By KLTV Newsdesk –
The Covid-19 infection rate falls in Kirklees once again alongside deaths, however, there has been a slight increase in hospitalisations.
Covid-19 restrictions remain eased, while anyone over the age of 16 can now receive their first dose of the vaccine if they haven’t already.
Cases and Hospitalisations
328 people per 100,000 in Kirklees have tested positive for Covid-19 in the last week
This is an overall decrease of around six per cent over the last seven days. The rate remains above the current national average, however, which is 299.7 people per 100,000.
Sadly, three more people died in local hospitals due to Covid-19 related complications over the past week.
Hospital admissions have increased from 37 to 39 in the last seven days, and are still high amongst the 20-39 age group.
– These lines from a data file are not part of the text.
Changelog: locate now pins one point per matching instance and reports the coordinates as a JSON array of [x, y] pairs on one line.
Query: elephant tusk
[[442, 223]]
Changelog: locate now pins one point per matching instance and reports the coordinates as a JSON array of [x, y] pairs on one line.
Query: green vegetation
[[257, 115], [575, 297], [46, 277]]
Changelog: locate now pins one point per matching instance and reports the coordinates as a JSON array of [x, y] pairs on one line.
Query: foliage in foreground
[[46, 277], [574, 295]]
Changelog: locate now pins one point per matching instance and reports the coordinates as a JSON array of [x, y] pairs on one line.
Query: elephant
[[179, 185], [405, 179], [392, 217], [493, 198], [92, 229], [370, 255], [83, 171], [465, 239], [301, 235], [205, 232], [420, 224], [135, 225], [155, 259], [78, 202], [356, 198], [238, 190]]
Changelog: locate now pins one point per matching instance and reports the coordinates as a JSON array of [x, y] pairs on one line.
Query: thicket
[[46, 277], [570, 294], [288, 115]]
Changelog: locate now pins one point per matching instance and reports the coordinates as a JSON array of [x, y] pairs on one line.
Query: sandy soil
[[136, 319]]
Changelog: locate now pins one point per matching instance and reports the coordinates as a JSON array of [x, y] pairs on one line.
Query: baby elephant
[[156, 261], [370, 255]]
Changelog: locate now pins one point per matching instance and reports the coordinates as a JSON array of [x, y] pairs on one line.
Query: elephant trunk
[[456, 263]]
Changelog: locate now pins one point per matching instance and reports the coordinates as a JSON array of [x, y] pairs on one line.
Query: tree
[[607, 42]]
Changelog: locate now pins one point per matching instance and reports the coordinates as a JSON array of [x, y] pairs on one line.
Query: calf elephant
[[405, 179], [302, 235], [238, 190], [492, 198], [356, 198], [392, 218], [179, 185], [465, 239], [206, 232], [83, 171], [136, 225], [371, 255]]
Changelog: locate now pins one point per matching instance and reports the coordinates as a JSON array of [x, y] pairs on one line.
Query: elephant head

At the time of writing, over 283,000 people have received their first dose of the Covid-19 vaccine, and 252,000 of those have received their second.
Everyone in Kirklees aged 16 or 17 can now get their first dose of the vaccine.
The goal according to the government is to get as many vaccinated with their first dose before they return to school in September.
16 and 17 year-olds can get their vaccine at several clinics across the borough. The clinics offering the vaccine for this age group are:
- Honley Village Hall
- Slaithwaite Civic Hall
- The John Smith’s Stadium
You do not need to be registered with a GP or have an NHS number to attend a walk-in clinic.
The NHS had also released a new site finder in order for you to find your nearest clinic vaccinating over 16s.
Anyone 18 or over can also use the site finder to find a local walk-in service or book an appointment using the National Booking Service.
Further age groups
It has been announced that in line with guidance from the Joint Committee on Vaccination and Immunisation (JCVI), Kirklees Council will be extending its vaccination rollout programme to the most vulnerable children, and those who live with vulnerable adults.
Clinically vulnerable children aged 12 to 15, and those who live with vulnerable adults, will be invited to take their vaccine by the NHS over the next few weeks.
Parents and carers of children should wait to be contacted either by their GP or specialist hospital team.
The vaccine will also be offered to children aged 12 years and over who live with someone who is immunosuppressed, such as those receiving chemotherapy or who have had a transplant.
Rachel Spencer-Henshall, Strategic Director for Public Health at Kirklees Council, said: “The vaccine rollout is having a really positive impact and is absolutely the best thing you can do to protect yourself and your loved ones.
“By taking both the first and second doses of the vaccine you are protecting yourself and will also reduce your chances of passing Covid-19 on to someone who could become severely ill.
“Just because you’re young and healthy, there’s no guarantee Covid-19 won’t significantly impact your health and we are still seeing hospital admissions rise amongst younger age groups. The best way to protect yourself, whatever your age, is to take the vaccine.”
Ms Spencer-Henshall also noted the importance of regular rapid lateral flow testing, even if you have had the vaccine.
She added: “Rapid lateral flow testing identifies those who do not have Covid symptoms but may have the virus and be spreading it unknowingly.